The actress and singer was stunned by the request and flatly refused, telling The Hollywood Reporter her tough Bronx, New York background came out that day.
"He wanted to see my boobs and I was like, 'We're not on set!'" she explained. "I said no, I stood up for myself. But it was so funny because I remember being so panicked in the moment.
"And by the way, there was a costume designer in the room with me - so there was another woman in the room... Luckily, a little bit of the Bronx came out, and I was like, 'I don't have to show you my... No. On the set, you see them.'"
Jennifer, who didn't name the film or the director, first made the big reveal during a 2018 interview with Harper's Bazaar, recalling the audition was for one of her early movies, adding, "I was terrified. I remember my heart beating out of my chest, thinking, 'What did I do? This man is hiring me!'
"But in my mind I knew the behaviour wasn't right. It could have gone either way for me."

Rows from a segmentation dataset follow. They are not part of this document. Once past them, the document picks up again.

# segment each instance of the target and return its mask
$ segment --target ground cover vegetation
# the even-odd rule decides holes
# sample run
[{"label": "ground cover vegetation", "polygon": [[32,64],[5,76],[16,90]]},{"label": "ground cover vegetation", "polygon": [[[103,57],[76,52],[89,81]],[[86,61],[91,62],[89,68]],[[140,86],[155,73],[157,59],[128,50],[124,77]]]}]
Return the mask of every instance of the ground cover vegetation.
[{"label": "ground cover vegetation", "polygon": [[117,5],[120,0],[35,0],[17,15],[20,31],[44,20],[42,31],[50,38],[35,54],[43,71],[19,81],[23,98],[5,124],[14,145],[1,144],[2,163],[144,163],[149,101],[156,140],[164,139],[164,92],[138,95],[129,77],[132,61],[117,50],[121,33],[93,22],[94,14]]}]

She opened up about the incident again during an actresses roundtable event for The Hollywood Reporter, during which she, Laura Dern, and Renee Zellweger described all the films they tested for in hotel rooms for busy directors. The practice is now considered part of Hollywood's politically-incorrect and seedy past, thanks to the #MeToo movement and the many actresses who have come forward with allegations of sexual abuse and inappropriate behaviour against moviemakers in private suites.
Laura told her peers, "I started auditioning at 10, 11 years old. I listen to the next generation, saying, 'People used to have auditions in hotel rooms?' I'm like, 'Yeah, every single time, waiting in the lobby of a hotel and the director is waiting for you in the room to have a chemistry read.'"
Jennifer added, "Yeah, it didn't seem weird. (And in) actors' houses... And sometimes it was not inappropriate at all. It was totally professional."
And Renee admitted she understood it was strictly business and commented: "That was convenient if they (directors and casting directors) were looking out of town or whatever."